Cars are similar I think. Sure maybe some people need help. But there's is huge demand for a one-click, no-negotiation car buying "experience" (or lack of experience rather).
My conspiracy theory is that this has more to do with Salespeople and established sales channels (dealers) not being able to understand this both because their job depends on it and because they are naturally people-persons. So it feels intuitive to them and they have trouble understanding/accepting that many other are not.
HN is just such an anomaly that taking people's individual preferences here to heart is a bad strategy.
We do email only deals, we do LinkedIn message only deals and we have a self-serve funnel.

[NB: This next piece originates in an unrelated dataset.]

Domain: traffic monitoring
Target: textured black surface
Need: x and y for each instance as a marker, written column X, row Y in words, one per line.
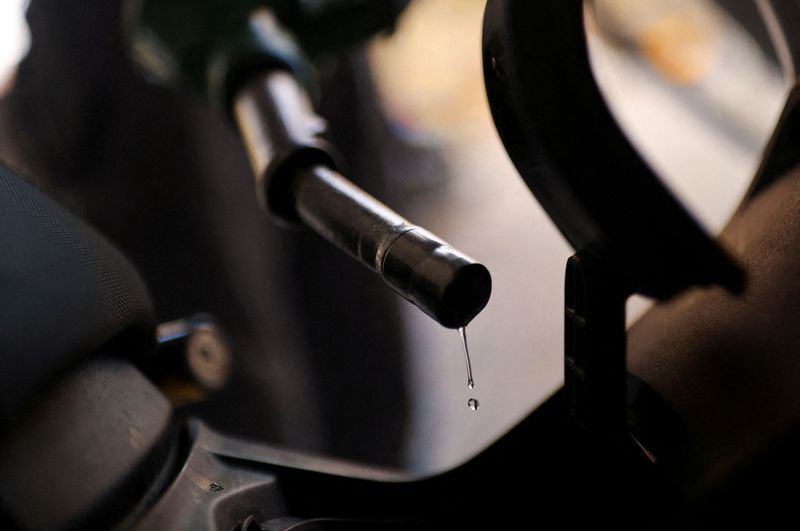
column 66, row 292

The most important deals that make up the vast majority of our revenue took lots of meetings, pilots, review meetings, etc, because those deals are in the 6/7 figure range.
> We do email only deals, we do LinkedIn message only deals and we have a self-serve funnel.
That's awesome. And, I think that's what a lot of people here are talking about: options.
If your customers largely wants sales calls and sales engineers, that's great. But don't ignore the (smaller) population that does prefer no-calls.
Power law. Only a few deals constitute the majority of the revenue of most B2B enterprise companies, whose customers will not approve a deal by email only, with no (and often an extended) face to face process. This article is talking about B2B, not consumer behavior. And anyway, cars are unique in that their sales are enshrined in law to be done through an intermediary rather than directly by the manufacturer.
> whose customers will not approve a deal by email only
That's kind of begging the question. Part of the point of the thread here is that it seems B2B is leaving some money on the table by refusing to do deals with less interaction. For example, this CTO's comment [1].
A good comparison I think is AWS and other cloud offerings. Of course, past a certain spend, you will start getting calls and have the opportunity to negotiate better rates, SLA's, etc. But, you can just go and spend 5-6 figures per month without any human interaction.
Another good example I think is 5 figure (or maybe even 6 figure) equipment purchases. You can definitely go ham buying most professional equipment without having to talk to someone over the phone. Think servers, GPU's, storage, cameras, etc.
It'd be great if more services offered this.